Читаем Состояние постмодерна полностью

Знание не сводится к науке и даже вообще к познанию. Познание можно трактовать как совокупность высказываний, указывающих предметы или описывающих их[65] (за исключением всех остальных высказываний), и по отношению к которым можно сказать верны они или ложны. Наука в этом смысле является областью познания. Но даже если наука формулирует денотативные высказывания, то она предполагает два дополнительных условия их приемлемости: первое предметы, к которым они относятся должны быть рекурсивно доступными, и, следовательно, находиться в эксплицитных условиях наблюдения; и второе имеется возможность решать принадлежит или нет каждое из этих высказываний языку который эксперты считают релевантным.[66]

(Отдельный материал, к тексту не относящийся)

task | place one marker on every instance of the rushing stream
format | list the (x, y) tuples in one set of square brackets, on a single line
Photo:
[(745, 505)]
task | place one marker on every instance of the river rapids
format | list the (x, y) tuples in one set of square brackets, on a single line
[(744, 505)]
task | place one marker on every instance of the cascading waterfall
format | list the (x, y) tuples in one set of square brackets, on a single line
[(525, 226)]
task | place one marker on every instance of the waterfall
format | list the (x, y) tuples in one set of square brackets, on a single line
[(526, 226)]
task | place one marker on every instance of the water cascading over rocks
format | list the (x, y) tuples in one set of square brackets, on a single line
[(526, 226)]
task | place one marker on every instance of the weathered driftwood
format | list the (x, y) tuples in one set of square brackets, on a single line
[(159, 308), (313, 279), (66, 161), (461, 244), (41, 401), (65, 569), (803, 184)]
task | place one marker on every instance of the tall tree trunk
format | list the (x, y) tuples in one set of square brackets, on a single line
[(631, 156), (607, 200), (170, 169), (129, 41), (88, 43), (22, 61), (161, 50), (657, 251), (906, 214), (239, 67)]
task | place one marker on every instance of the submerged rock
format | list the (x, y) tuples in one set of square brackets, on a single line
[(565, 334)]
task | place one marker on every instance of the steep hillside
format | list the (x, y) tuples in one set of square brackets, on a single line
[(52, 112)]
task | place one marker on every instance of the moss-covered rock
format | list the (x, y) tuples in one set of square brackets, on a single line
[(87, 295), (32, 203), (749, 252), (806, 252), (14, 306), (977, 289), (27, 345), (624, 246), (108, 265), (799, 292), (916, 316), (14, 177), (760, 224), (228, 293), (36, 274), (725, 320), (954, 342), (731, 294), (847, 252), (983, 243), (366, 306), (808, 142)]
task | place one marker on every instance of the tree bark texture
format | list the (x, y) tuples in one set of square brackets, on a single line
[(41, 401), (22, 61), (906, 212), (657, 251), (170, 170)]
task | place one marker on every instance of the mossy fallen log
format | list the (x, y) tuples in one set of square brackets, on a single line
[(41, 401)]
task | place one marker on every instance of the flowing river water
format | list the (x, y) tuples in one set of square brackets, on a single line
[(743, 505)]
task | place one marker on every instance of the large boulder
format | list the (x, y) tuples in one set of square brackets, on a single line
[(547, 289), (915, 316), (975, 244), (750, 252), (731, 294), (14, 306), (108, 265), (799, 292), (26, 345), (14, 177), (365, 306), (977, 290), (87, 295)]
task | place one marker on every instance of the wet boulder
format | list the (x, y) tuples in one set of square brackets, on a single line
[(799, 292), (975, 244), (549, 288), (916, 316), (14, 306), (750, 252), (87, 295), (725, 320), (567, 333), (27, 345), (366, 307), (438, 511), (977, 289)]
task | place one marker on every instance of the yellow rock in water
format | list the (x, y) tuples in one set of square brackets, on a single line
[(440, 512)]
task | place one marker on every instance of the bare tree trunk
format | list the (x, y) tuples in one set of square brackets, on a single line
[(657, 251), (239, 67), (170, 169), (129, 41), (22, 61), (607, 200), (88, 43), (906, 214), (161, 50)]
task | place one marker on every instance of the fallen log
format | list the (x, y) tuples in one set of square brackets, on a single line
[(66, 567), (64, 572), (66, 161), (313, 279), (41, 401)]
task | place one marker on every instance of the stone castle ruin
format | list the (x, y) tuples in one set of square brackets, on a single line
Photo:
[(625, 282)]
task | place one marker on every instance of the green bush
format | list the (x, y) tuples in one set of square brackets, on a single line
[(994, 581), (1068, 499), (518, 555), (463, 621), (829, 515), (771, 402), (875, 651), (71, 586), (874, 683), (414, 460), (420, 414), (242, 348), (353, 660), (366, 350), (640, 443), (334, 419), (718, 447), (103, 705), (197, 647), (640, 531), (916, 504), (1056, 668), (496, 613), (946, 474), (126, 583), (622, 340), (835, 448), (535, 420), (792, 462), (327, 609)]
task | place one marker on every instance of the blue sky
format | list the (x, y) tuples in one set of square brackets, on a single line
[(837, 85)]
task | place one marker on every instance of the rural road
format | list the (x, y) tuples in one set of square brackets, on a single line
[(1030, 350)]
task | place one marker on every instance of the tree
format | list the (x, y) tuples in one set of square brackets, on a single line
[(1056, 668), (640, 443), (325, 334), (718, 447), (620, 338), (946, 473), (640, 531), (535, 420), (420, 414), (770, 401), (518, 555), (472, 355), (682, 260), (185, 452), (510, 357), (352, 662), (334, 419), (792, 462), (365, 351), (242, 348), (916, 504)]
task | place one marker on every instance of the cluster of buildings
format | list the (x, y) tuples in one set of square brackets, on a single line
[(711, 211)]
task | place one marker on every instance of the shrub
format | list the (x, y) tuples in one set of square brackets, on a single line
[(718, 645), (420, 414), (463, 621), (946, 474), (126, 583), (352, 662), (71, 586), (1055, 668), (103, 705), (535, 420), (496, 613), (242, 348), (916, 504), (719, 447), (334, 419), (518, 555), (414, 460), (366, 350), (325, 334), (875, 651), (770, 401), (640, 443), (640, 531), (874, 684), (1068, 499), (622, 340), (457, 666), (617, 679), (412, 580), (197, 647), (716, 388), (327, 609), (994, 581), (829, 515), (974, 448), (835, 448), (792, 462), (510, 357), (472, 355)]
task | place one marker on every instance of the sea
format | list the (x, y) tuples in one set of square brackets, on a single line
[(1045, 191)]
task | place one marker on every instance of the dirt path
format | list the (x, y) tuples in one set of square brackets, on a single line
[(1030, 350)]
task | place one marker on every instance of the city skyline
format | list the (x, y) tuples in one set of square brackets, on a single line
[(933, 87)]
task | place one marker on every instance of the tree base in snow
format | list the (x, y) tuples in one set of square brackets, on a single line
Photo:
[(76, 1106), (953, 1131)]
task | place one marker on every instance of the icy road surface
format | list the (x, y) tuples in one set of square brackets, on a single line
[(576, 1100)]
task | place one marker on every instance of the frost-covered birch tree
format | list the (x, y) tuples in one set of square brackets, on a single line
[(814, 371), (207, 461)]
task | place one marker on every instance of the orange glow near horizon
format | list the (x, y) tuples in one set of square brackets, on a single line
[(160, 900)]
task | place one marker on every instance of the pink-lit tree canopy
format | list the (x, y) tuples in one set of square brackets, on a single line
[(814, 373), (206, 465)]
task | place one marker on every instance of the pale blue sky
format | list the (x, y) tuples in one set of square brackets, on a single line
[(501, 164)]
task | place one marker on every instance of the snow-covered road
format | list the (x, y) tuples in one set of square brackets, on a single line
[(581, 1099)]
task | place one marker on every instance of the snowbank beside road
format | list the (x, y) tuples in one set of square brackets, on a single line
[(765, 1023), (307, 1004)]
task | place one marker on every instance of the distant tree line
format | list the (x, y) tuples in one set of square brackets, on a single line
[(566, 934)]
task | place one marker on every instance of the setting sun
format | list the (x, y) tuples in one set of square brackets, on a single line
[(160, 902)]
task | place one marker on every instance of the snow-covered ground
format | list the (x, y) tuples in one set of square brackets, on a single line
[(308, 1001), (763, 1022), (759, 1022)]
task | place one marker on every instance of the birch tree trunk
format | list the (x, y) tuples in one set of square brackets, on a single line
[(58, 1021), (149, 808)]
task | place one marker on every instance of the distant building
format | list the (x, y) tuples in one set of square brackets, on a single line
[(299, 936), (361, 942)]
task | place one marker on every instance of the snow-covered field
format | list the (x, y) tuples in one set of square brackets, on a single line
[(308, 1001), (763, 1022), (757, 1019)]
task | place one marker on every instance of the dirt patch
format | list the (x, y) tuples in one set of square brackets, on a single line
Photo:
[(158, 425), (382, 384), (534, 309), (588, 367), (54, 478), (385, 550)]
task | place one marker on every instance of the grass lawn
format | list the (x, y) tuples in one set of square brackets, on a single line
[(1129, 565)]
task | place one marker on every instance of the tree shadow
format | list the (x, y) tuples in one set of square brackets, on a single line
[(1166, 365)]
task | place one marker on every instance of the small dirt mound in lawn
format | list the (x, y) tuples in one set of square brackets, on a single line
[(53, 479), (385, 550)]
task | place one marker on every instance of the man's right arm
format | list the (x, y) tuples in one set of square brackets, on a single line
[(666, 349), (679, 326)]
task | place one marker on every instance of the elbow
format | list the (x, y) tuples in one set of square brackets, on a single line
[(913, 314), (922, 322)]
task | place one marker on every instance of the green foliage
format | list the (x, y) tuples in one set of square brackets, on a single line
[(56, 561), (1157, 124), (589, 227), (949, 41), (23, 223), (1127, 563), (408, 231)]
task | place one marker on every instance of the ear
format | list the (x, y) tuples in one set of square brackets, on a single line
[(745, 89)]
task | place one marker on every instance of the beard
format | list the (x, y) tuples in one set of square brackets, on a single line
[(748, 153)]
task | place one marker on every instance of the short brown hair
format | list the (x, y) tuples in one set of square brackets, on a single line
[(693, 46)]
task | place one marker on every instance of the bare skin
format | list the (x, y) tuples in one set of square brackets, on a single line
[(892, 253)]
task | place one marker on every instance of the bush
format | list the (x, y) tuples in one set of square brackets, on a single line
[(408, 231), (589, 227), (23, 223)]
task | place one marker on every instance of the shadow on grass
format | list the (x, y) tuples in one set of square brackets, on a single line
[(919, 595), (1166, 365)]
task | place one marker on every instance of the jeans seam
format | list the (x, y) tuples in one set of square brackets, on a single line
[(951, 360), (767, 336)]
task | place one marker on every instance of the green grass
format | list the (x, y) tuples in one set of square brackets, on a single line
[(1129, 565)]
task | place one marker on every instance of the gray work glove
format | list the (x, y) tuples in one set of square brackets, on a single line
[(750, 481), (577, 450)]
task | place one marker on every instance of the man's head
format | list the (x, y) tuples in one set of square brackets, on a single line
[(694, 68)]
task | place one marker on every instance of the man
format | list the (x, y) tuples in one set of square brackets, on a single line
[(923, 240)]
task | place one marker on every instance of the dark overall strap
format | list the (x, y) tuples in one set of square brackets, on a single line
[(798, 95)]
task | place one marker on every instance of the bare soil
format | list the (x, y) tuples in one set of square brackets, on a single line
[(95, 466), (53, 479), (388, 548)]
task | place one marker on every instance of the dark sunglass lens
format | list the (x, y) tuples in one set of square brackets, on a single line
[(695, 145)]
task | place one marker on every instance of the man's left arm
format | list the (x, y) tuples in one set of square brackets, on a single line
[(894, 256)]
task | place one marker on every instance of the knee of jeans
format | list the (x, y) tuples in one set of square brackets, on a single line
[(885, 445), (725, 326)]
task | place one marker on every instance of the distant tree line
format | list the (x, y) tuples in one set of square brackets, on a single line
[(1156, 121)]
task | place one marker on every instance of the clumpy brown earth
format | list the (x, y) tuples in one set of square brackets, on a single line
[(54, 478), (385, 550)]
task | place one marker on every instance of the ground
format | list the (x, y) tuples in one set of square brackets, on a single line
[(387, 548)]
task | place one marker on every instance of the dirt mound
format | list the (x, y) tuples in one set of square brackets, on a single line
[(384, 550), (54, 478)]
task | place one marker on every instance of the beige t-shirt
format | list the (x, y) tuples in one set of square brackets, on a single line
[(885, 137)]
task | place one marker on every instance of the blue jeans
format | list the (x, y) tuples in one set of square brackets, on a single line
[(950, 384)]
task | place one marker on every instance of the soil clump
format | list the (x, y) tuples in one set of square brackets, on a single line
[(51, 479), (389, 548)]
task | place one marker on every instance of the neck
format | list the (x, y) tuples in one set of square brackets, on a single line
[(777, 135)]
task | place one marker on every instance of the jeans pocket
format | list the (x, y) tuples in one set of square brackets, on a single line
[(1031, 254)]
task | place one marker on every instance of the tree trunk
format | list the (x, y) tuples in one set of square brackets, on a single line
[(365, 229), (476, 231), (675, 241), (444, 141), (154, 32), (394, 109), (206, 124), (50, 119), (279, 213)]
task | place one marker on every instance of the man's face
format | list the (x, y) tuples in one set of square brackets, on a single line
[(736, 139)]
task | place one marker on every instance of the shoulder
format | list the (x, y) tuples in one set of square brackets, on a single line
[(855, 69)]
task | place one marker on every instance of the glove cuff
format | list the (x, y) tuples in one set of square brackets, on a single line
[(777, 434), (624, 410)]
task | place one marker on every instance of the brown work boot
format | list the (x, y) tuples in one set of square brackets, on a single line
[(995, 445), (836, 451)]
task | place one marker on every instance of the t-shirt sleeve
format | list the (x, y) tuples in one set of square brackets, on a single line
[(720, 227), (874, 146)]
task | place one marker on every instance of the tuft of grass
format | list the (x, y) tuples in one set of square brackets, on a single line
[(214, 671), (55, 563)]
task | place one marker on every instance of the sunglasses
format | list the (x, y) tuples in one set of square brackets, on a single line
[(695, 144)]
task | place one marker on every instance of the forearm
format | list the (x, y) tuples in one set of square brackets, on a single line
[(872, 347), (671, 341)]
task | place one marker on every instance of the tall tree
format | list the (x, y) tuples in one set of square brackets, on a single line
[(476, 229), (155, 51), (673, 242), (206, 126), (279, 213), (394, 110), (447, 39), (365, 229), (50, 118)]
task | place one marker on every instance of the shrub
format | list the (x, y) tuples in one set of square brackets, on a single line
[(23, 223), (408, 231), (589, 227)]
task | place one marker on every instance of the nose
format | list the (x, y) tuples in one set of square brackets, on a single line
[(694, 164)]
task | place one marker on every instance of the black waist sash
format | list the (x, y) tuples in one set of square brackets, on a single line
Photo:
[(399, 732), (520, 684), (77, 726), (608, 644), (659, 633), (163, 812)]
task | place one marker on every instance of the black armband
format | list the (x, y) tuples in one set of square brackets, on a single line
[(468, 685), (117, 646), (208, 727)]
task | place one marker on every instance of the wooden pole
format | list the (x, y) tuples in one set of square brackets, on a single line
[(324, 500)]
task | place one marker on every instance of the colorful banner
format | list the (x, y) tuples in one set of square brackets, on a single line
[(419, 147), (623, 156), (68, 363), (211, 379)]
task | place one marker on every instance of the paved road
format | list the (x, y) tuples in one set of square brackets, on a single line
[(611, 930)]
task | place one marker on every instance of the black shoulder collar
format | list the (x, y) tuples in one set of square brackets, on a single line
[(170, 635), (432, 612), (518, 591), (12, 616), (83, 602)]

Между тем, под термином «знание» понимается не только совокупность денотативных высказываний (хотя конечно и она); сюда примешиваются и представления о самых разных умениях: делать, жить, слушать и т. п. Речь, следовательно, идет о компетенции, которая выходит за рамки определения и применения истины как единственного критерия, но помимо этого оценивается по критериям деловым (техническая квалификация), справедливости и/или добра (нравственная мудрость), красоты звучания, окраски (аудио и визуальная чувствительность) и т. д. Понимаемое таким образом знание есть то, что делает кого-либо способным произносить «хорошие» денотативные высказывания, а также «хорошие» прескриптивные или оценочные высказывания… Оно не сводится к компетентности, направленной на какой-то один вид высказываний, скажем, когнитивных, и исключении других. Напротив, оно дает возможность получать «хорошие» достижения по многим предметам дискурса, которые нужно познать, решить, оценить, изменить… Отсюда вытекает одна из главнейших черт знания: оно совпадает с широким «образованием» компетенции, оно есть единая форма, воплощенная в субъекте, состоящем из различных видов компетенции, которые его формируют.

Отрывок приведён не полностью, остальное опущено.